Why do we resist doing things that we know are good for our well-being while craving things that are detrimental to it?
Maybe the central Western conflict concerns how much reason can and should be our guide in distinguishing what is good for us from what is bad. The test of reason is how much it not only can distinguish good from bad but cause us to take the good way instead of the bad way.
But this is the test of other potentially ultimate authorities of appeal besides reason, such as the religious ones of revelation by, and imitation of, the holy.
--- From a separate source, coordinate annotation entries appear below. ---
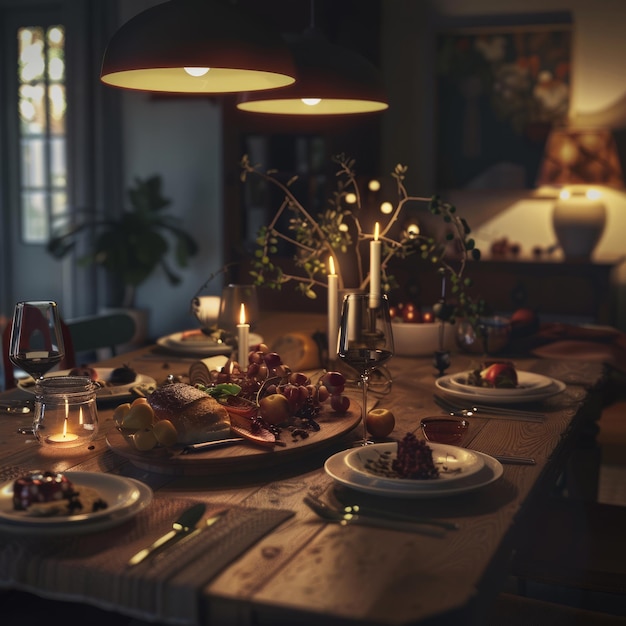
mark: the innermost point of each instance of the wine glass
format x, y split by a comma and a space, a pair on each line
365, 339
36, 344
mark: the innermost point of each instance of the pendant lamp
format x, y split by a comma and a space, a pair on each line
331, 80
196, 46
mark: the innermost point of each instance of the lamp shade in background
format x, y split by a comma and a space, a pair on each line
330, 80
580, 162
196, 46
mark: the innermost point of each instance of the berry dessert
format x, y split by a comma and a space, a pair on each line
414, 459
46, 494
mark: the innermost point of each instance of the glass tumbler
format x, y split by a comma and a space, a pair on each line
65, 411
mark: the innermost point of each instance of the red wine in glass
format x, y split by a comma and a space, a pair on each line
36, 344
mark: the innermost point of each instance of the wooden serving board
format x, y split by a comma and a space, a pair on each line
239, 457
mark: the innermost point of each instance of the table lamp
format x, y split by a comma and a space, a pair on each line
579, 162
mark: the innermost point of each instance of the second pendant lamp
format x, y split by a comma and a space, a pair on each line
330, 80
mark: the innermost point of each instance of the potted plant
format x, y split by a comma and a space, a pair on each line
132, 245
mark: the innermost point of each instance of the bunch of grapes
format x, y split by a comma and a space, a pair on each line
414, 459
266, 374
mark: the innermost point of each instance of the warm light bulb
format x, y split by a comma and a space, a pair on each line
197, 71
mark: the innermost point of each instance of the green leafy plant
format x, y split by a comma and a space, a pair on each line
338, 232
134, 244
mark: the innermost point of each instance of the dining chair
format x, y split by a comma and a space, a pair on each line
575, 545
67, 362
96, 332
82, 338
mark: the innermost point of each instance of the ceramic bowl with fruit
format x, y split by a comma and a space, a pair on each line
417, 332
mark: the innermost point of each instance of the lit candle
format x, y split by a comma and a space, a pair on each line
333, 309
243, 331
375, 250
63, 437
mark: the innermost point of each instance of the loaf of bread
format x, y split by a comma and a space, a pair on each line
196, 416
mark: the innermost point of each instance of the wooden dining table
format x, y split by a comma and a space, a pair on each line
273, 560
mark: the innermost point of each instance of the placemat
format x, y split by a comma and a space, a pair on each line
92, 568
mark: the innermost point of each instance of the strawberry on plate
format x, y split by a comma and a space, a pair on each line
501, 375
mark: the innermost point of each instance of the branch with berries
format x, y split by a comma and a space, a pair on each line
338, 232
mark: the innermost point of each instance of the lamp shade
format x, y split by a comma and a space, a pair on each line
581, 156
577, 159
223, 50
331, 80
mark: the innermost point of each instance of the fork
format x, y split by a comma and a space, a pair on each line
498, 413
345, 519
392, 515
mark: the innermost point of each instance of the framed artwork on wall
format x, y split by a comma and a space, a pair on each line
499, 91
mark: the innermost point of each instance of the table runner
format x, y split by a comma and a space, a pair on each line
92, 567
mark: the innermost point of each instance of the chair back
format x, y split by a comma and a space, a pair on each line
95, 332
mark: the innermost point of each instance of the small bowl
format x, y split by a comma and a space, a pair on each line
492, 336
449, 430
420, 338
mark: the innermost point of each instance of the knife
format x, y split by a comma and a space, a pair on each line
185, 524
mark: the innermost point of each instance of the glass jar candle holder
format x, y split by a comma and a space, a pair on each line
65, 411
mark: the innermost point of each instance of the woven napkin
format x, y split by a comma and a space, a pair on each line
92, 567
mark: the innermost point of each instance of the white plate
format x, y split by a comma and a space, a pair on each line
113, 392
195, 343
478, 394
125, 497
337, 468
526, 382
454, 464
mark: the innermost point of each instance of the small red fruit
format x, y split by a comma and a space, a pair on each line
339, 403
335, 382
There is also the sometimes-religious and sometimes-philosophic authority of mystery, the realm where the good way only opens through a kind of non- or un-doing, of being done to in a way always inaccessible to explication or rationalization.
Of course none of these different authorities conflict so completely that anyone wise has quite claimed that one blows the others out of the experiential water. In the West and probably not just the West it has all been a matter of which authority dominates, rules, oversees or harmonizes the whole of different fundamental parts.
But this is a lot to digest, the work of many lifetimes which even then still is not so easy to use as a resource for taking the good way and not the bad. And in a society without strong structures of cultural discipline many will meander and waffle unsure of which emphasis to give what.
In an age when the cultural and technological milieu is one that plays up the force of opinions and propositions and arguments, meandering and waffling rise in a sense to the level of a notion of the good way. The journey of working through competing images of the good way becomes more important than the destination, one which becomes better off not arriving.
But in an age when the techno-cultural milieu plays down products of the imagination or calculation that produce a big ecosystem of rival images of the good, reason and religion seem to develop a superficially heightened rivalry that resolves into a deeper harmony. On the one hand, the quest to purify and complete reason encourages its abstraction and automation, pointing toward the destination where all bow to the authority of what we might call a universal reason machine. On the other, the fullest development of religion unites all human faculties under its wing, such that reason is shown to be developed most fully when aided by that which reason alone cannot open regarding the good way.
In times of turbulent or sudden change between milieus, people are apt either to grasp for the most quickly accessible strongest point where they are weakest. Historically this has been religion not reason, although the development or even the promise of a universal reason machine offers the prospect of another choice beside conversion to creed. But the discovery that our increasingly autonomous machines truly do not care about us or relate to us is leading to a deepening sensibility that we can only put our however-rational machines on the good path through religion and not reason—a lesson in the making that reflects back in some way on ourselves. Why might many of us resist learning this lesson? A mystery worthy of much contemplation—and prayer.
-James Poulos, executive editor of The American Mind
Because we have both barbaric and angelic inclinations, we have competing desires and interests. We learn gradually what is good for us, yet we aren't ruled by reason or the moral sense. The quick fix—through food, drugs, porn, etc.—promises immediate gratification, but in the long run the cheap pleasures go stale, and ultimately they corrode our soul.
Even though you probably heard all this at Sunday School, it's true! I never had any religious education in my youth, so this grammar-school morality lesson was hard-won through bitter experience. Take it from me—trust the still small voice urging you to take the rocky path of prudence.
-Seth Barron, managing editor of The American Mind
“I do not understand my own actions. For I do not do what I want, but I do the very thing I hate” (Romans 7:15). It is a permanent problem. There is essentially no “why”—note that Paul begins by confessing, “I do not understand.” The essence of sin in the deep sense—not in the “this bad thing I do” but in the inherent dysfunction of our wills against which we constantly struggle—is irrational. It is just self-destructive desire. You know it’s bad, but you do it anyway.
“It was foul, and I loved it. I loved to perish. I loved my own error—not that for which I erred, but the error itself.” So Augustine in a childhood memory that has changed the Western world: the sin of stealing pears, he said, was the point. The essence of this unreason is, if we look directly at it, is too much for us to bear. We try and explain it away by giving game theoretical or evolutionary accounts of it, but it won’t do: sometimes you just shoot yourself in the foot.
It would be easier to stomach if we could explain why, so we do our darndest. But the resounding truth at the heart of all this mess is not an explanation but empathy: at the nadir of the universe, Christ on the cross too asks “why?” and receives no answer. “Why have you forsaken me?” There was no reason why God should have. There was just the fact that he did, and the fact of Christ’s suffering what we suffer on our behalf. He did not have to. He chose to. That is love.
This one is silences all our why’s and turns the nadir into the apex: the height of love is to suffer for no reason what we do for no reason. After that, and amen, there can only be silence.